Keywords. Deep learning, large-scale distributed machine learning, online learning, text (sequence to sequence, reasoning networks), computer vision (ResNet, GANs, video) and reinforcement learning, cloud based distributed computing, convolutional neural networks, LSTMs, Recurrence, GAN, autoencoders, Azure, Spark
Materials. The tutorial’s code and data will be made available through Jupyter iPython notebooks; CNTK itself can be downloaded from GitHub. The hands-on sessions require a laptop with Windows 7+ or Linux, and a CUDA-capable GPU is recommended.

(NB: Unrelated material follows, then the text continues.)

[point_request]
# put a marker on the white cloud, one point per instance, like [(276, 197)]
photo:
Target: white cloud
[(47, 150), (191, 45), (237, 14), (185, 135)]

Current or future deep-learning practitioners and researchers looking for a tool that is easy to use yet efficient and scalable across multi-machine GPU clusters for real-world workloads. In Part 1, those new to deep learning will gain an understanding of what deep learning can achieve and its applications in the field. Part 2 requires familiarity with basic concepts from programming, linear algebra, and probability. Part 3 requires basic programming skills. If you are not familiar with Python, you will be able to run the code and gain experience. If you are, you will be able to explore more on your own.